A sudden spike in read traffic on a TiKV node

This topic has been translated from a Chinese forum by GPT and might contain errors.

Original topic: TIKV的某个节点读流量瞬间飙升

| username: return_sl

[TiDB Usage Environment] Production Environment
[TiDB Version] 5.7.25-TiDB-v5.2.4
[Reproduction Path] Operations performed that led to the issue
[Encountered Issue: Symptoms and Impact]
The TiDB deployment nodes are on Alibaba Cloud servers, with 2 TiDB nodes, 3 TiKV nodes, and one TiFlash. Suddenly, the read traffic on one of the TiKV nodes spiked to 300M. This has happened several times in the past few days, and it remains at 300M unless the machine is restarted. However, we have not identified any related large SQL queries in our business operations. The table statistics are all above 80%. Please provide guidance on troubleshooting steps.

[Resource Configuration] Navigate to TiDB Dashboard - Cluster Info - Hosts and take a screenshot of this page
[Attachments: Screenshots/Logs/Monitoring]

| username: 像风一样的男子 | Original post link

This is a typical hotspot read issue. You can check which SQL statements consumed the most resources during that time period in the topsql section of the dashboard.

| username: return_sl | Original post link

The key issue is that there are no related problematic SQL queries, all queries are within 10 seconds, and memory usage does not exceed 1GB.

| username: madcoder | Original post link

Then just use iotop on the machine to see which process is occupying high resources.

| username: zhaokede | Original post link

Check if the business is concentrated on a node, forming a hotspot.
The hotspot needs to be dispersed.

| username: tidb菜鸟一只 | Original post link

Let’s see a screenshot of the dashboard traffic visualization interface.

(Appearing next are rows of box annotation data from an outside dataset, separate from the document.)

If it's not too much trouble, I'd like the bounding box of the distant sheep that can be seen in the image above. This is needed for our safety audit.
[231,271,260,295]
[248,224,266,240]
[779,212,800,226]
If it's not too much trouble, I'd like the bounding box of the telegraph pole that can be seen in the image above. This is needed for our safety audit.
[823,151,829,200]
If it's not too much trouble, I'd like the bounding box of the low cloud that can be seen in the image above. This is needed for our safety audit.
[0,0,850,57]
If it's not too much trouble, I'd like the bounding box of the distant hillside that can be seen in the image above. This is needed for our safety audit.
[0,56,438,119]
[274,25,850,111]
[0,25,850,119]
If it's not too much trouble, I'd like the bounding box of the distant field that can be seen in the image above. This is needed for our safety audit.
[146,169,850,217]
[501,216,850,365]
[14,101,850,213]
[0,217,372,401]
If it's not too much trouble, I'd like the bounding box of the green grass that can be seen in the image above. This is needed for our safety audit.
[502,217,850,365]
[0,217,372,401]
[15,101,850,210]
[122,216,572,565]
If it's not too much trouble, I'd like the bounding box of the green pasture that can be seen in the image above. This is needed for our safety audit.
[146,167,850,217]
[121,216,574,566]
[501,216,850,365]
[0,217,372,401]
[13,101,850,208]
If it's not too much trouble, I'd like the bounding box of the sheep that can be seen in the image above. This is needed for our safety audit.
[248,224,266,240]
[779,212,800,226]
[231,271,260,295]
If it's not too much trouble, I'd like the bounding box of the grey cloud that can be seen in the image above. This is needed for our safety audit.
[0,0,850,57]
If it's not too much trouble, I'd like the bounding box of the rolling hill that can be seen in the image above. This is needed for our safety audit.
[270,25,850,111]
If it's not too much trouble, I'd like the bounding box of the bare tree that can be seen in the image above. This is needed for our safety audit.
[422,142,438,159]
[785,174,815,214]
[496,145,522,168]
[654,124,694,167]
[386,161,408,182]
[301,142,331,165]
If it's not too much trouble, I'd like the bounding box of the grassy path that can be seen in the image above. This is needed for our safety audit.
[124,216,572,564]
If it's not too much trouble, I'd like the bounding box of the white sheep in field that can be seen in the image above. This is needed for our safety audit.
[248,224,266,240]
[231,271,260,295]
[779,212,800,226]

| username: DBAER | Original post link

Check the traffic visualization on the dashboard.

| username: DBAER | Original post link

You can also take a look at this view

select * from information_schema.TIDB_HOT_REGIONS
| username: Jellybean | Original post link

The spike in TiKV’s CPU and cloud disk read/write BPS indicates that a large amount of data is being accessed. To solve the problem, you need to first figure out who is accessing this data. The troubleshooting ideas can be as follows:

  1. First, check the Dashboard panel for topSQL, slow queries, SQL statement analysis, heatmaps, etc., to get an overall understanding of the cluster’s running status.
  2. During the period when the TiKV node’s resource usage is high, confirm the business access situation, check QPS and latency, and verify if there are changes in business access volume, number of access links, load, etc.
  3. If TiKV maintains high access for a long time and it is due to SQL access, there will definitely be slow SQL queries. You can try to find the corresponding slow SQL through the Dashboard or slow query logs and then analyze them.
  4. If there is no change in business load and no slow SQL, start focusing on the TiKV Grafana monitoring panel to analyze whether the issue is triggered by the cluster’s internal scheduling mechanism. Focus on analyzing TiKV’s GC operations, RocksDB Compaction, etc.
  5. Investigate the underlying cloud host’s basic environment issues.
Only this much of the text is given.